Nosotros somos los corporativistas vendepatria, ellos son los que entregan los únicos recursos no renovables que tiene el país a corporaciones extranjeras. Nosotros somos los destituyentes, ellos son los que quisieron hacerle un juicio político a Scioli a tres meses de volver a ganar la gobernación. Nosotros somos los oligarcas, ellos son los únicos con derecho a forrarse en guita. Nosotros somos los fachos, ellos son los que corren a los tiros a los que se atreven a meterse con las mineras. Nosotros somos los anti patria, ellos son los que reprimen a los veteranos de guerra. Nosotros somos la clase mierda, ellos son los resentidos que se olvidaron de dónde vienen. Nosotros somos los tilingos, ellos son los que se mean sólo porque están frente a la Presidente. Nosotros somos los egoístas que queremos ahorrar mientras hay pobres, ellos son los que la levantan con pala mecánica sin poder justificar ni un centavo. Nosotros somos las señoras de recoleta, ellos son los chetos de Puerto Madero. Nosotros somos la clase empresaria que no piensa en Argentina, ellos son los que votan a hoteleros. Nosotros somos los que no cuidamos al país, ellos son los que dilapidan la guita de los jubilados manteniendo empresas quebradas y administradas por tipos que cobran tres sueldos. Nosotros somos los golpistas, ellos son los que se cagan en el concepto de república. Nosotros somos los que nos quejamos de llenos, ellos son los que nunca están satisfechos con la que hicieron.

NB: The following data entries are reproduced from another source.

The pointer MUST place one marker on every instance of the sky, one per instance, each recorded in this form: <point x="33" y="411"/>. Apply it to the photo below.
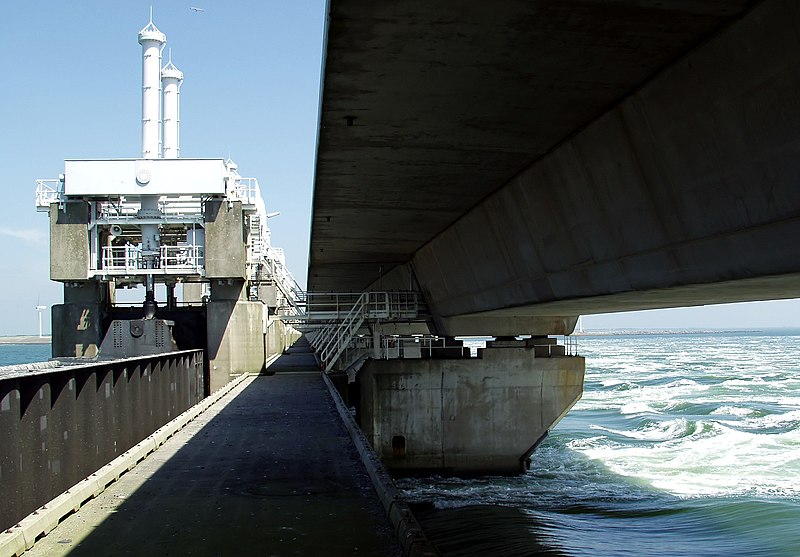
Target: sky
<point x="72" y="89"/>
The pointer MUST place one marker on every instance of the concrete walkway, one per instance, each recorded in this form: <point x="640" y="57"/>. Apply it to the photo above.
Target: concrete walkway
<point x="269" y="470"/>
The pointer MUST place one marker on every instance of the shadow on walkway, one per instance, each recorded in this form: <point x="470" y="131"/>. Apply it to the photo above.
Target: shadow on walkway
<point x="273" y="473"/>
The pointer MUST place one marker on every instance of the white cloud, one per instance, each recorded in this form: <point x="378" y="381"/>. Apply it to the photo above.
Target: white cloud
<point x="29" y="235"/>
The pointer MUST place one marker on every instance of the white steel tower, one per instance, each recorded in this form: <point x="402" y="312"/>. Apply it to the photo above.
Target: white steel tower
<point x="152" y="41"/>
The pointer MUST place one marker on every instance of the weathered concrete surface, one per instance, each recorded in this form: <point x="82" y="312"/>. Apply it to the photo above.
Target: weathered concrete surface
<point x="69" y="242"/>
<point x="550" y="159"/>
<point x="449" y="101"/>
<point x="271" y="471"/>
<point x="235" y="334"/>
<point x="466" y="415"/>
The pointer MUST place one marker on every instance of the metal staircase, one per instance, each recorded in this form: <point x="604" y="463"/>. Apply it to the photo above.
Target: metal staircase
<point x="332" y="320"/>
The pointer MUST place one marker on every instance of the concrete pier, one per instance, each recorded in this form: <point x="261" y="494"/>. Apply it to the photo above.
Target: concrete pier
<point x="268" y="470"/>
<point x="468" y="415"/>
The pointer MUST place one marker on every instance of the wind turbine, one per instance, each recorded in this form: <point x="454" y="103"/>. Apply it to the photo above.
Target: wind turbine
<point x="40" y="309"/>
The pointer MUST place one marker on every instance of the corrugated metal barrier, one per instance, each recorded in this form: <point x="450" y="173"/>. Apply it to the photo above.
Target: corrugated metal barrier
<point x="59" y="425"/>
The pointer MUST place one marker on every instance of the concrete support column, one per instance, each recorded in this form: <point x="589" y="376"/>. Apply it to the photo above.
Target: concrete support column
<point x="235" y="332"/>
<point x="468" y="415"/>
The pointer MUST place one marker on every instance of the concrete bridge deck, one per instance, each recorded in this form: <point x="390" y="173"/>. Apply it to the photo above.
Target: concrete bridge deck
<point x="268" y="470"/>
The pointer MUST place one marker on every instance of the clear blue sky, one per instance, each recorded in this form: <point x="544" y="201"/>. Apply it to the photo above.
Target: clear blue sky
<point x="72" y="82"/>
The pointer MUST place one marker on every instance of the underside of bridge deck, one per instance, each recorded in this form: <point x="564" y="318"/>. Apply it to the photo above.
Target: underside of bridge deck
<point x="557" y="158"/>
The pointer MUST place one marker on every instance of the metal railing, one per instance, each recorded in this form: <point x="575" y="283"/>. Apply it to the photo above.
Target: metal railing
<point x="246" y="190"/>
<point x="47" y="192"/>
<point x="334" y="306"/>
<point x="334" y="338"/>
<point x="130" y="259"/>
<point x="345" y="312"/>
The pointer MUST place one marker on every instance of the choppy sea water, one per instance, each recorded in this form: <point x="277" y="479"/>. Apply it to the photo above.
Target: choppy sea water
<point x="682" y="445"/>
<point x="12" y="354"/>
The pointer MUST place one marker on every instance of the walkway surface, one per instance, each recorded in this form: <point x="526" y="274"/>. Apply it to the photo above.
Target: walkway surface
<point x="269" y="470"/>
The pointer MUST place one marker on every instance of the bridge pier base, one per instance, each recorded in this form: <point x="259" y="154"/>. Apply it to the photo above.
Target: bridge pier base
<point x="470" y="415"/>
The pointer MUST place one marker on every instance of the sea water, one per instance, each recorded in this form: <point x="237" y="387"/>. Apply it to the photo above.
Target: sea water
<point x="12" y="354"/>
<point x="682" y="445"/>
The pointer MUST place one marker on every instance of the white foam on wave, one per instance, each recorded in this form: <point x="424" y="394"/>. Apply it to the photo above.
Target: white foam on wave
<point x="771" y="421"/>
<point x="732" y="411"/>
<point x="721" y="462"/>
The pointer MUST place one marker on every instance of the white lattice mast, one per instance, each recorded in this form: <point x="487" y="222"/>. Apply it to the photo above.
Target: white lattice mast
<point x="171" y="80"/>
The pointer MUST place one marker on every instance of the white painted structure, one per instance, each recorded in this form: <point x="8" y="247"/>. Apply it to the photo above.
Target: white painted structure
<point x="171" y="78"/>
<point x="147" y="215"/>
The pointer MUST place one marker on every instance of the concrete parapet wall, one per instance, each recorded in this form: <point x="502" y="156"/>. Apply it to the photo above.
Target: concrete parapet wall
<point x="466" y="415"/>
<point x="57" y="426"/>
<point x="679" y="195"/>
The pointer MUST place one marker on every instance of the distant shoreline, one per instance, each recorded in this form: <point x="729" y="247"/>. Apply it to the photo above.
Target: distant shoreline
<point x="25" y="339"/>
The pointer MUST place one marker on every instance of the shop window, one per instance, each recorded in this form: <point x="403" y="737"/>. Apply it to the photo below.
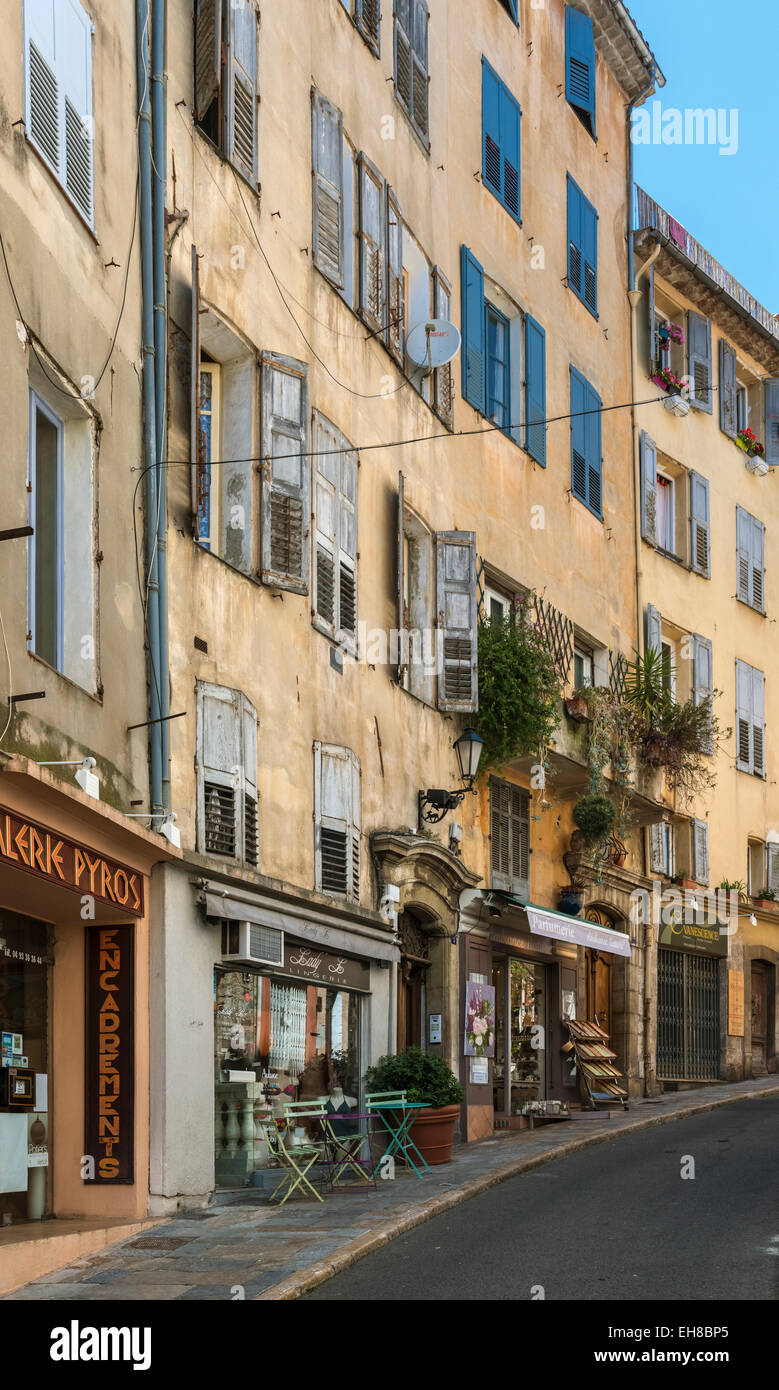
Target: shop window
<point x="227" y="774"/>
<point x="25" y="1101"/>
<point x="226" y="79"/>
<point x="334" y="580"/>
<point x="337" y="820"/>
<point x="61" y="570"/>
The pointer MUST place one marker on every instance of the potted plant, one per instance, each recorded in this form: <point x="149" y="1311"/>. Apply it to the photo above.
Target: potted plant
<point x="423" y="1076"/>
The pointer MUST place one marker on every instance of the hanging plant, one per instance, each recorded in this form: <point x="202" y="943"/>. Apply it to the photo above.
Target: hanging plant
<point x="518" y="690"/>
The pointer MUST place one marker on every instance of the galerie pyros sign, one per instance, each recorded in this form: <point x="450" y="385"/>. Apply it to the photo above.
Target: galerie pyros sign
<point x="49" y="855"/>
<point x="110" y="1050"/>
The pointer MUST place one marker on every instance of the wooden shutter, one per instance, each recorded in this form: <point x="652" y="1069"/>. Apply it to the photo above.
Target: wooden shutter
<point x="703" y="683"/>
<point x="395" y="295"/>
<point x="758" y="723"/>
<point x="337" y="820"/>
<point x="207" y="54"/>
<point x="534" y="391"/>
<point x="654" y="630"/>
<point x="472" y="330"/>
<point x="401" y="591"/>
<point x="285" y="474"/>
<point x="220" y="766"/>
<point x="648" y="487"/>
<point x="456" y="620"/>
<point x="700" y="851"/>
<point x="700" y="528"/>
<point x="198" y="471"/>
<point x="772" y="421"/>
<point x="580" y="63"/>
<point x="509" y="837"/>
<point x="242" y="91"/>
<point x="367" y="18"/>
<point x="699" y="341"/>
<point x="743" y="716"/>
<point x="249" y="838"/>
<point x="443" y="384"/>
<point x="728" y="389"/>
<point x="372" y="243"/>
<point x="327" y="134"/>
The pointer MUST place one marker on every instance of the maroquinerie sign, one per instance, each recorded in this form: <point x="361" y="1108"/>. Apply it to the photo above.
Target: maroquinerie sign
<point x="308" y="962"/>
<point x="110" y="1051"/>
<point x="47" y="855"/>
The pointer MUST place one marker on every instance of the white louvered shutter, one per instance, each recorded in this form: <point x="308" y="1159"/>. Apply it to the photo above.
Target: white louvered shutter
<point x="59" y="113"/>
<point x="285" y="473"/>
<point x="456" y="620"/>
<point x="648" y="488"/>
<point x="327" y="138"/>
<point x="242" y="89"/>
<point x="220" y="766"/>
<point x="372" y="243"/>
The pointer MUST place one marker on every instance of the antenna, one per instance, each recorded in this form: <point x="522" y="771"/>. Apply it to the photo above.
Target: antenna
<point x="433" y="344"/>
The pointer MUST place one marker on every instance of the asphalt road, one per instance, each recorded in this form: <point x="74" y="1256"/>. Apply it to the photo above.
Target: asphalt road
<point x="614" y="1222"/>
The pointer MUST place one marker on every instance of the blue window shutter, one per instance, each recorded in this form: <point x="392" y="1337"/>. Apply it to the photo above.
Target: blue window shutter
<point x="577" y="437"/>
<point x="472" y="330"/>
<point x="509" y="146"/>
<point x="580" y="64"/>
<point x="593" y="439"/>
<point x="573" y="236"/>
<point x="491" y="160"/>
<point x="536" y="389"/>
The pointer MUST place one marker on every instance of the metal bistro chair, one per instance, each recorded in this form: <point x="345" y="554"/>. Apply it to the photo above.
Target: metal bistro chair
<point x="296" y="1159"/>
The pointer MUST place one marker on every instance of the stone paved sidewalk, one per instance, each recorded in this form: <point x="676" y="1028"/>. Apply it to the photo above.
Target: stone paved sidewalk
<point x="245" y="1248"/>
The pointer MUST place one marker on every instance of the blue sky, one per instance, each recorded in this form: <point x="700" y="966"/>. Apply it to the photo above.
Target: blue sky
<point x="715" y="53"/>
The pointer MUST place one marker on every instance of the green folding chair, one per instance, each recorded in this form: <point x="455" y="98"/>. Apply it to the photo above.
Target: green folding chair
<point x="296" y="1159"/>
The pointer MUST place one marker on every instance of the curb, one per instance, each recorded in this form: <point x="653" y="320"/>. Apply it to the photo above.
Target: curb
<point x="355" y="1250"/>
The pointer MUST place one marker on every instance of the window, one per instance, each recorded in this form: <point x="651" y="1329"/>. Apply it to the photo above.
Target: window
<point x="437" y="612"/>
<point x="504" y="359"/>
<point x="59" y="120"/>
<point x="224" y="385"/>
<point x="411" y="63"/>
<point x="586" y="464"/>
<point x="337" y="820"/>
<point x="699" y="360"/>
<point x="227" y="774"/>
<point x="61" y="553"/>
<point x="226" y="79"/>
<point x="509" y="837"/>
<point x="751" y="565"/>
<point x="580" y="66"/>
<point x="334" y="581"/>
<point x="660" y="848"/>
<point x="582" y="248"/>
<point x="750" y="720"/>
<point x="500" y="139"/>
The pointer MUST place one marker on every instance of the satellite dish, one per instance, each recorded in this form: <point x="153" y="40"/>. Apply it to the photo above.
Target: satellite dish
<point x="433" y="342"/>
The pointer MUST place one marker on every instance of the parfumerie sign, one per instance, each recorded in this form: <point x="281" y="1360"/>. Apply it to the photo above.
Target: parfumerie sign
<point x="47" y="855"/>
<point x="110" y="1048"/>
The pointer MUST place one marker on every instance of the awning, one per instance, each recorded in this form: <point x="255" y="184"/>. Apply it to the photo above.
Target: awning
<point x="359" y="941"/>
<point x="559" y="927"/>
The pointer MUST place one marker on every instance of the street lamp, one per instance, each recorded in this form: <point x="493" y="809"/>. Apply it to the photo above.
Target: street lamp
<point x="437" y="802"/>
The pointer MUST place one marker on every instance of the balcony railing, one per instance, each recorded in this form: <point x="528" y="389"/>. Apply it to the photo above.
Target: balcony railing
<point x="653" y="217"/>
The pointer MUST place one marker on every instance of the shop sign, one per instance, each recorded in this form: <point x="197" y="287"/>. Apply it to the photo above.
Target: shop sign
<point x="110" y="1052"/>
<point x="27" y="845"/>
<point x="306" y="962"/>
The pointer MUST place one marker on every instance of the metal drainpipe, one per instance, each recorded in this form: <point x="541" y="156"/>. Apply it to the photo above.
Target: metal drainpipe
<point x="149" y="396"/>
<point x="159" y="166"/>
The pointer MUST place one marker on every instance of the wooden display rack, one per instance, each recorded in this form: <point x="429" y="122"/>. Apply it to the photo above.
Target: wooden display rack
<point x="594" y="1061"/>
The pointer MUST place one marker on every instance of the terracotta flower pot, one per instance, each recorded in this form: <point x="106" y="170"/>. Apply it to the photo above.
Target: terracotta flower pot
<point x="433" y="1133"/>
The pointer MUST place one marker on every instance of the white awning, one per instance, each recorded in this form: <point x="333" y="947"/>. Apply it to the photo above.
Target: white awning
<point x="559" y="927"/>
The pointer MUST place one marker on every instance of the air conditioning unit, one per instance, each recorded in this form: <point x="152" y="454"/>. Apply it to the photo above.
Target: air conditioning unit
<point x="249" y="943"/>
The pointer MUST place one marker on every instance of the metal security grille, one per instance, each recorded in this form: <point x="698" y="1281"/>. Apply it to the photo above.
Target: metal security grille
<point x="687" y="1016"/>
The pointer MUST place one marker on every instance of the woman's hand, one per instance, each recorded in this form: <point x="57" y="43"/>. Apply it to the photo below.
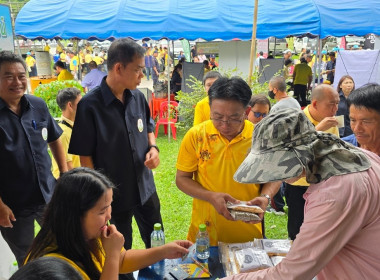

Somos todo lo que digan, pero anoche les reventamos la calle en todo el país y hasta le plantamos treinta mil personas a Cristina en la quinta de Olivos. Sin plata, después del laburo, con calor, sin micros, y siendo víctimas de todos los agravios habidos y por haber, les reventamos la calle.

Y eso les duele.

Y mucho.

RELATO DEL PRESENTE

Y que hacen entonces ?

A ver, el 54% no es de esa gente que te digo, obviamente no generalizo. Pero yo conozco gente que vive en villas o que solamente trabajan en el ferrocarril y que ademas de la marcha, te apretan para que votes a CFK, puede ser gente que se aprovecha, pero que existe, existe.

Ves esa forma tan extrema de ver las cosas es una marca registrada… Nadie dice que sean todos barras pero no podes negar ni nsadie creo que pueda hacerlo que todos los partidos y los gremios usan barras. Por otro lado de lo otro no decis nada los bondis los handys el morfi… Y antes que lo digas no todos van por el morfi pero es innegable que cuando se hacen actos organizados esas cosas cuentan…y tampoco es propiedad exclusiva del gobierno sino que el gobierno tiene mas recursos que un partido o un sindicato

Cualquiera es zurdo o piquetero (no estoy relacionandolas) hasta que tienen la teca arriba de la mesa. Ahí todo cambia.

Nadie te dice que no los haya, me alegro que sepas que no todos vamos a cambio de algo.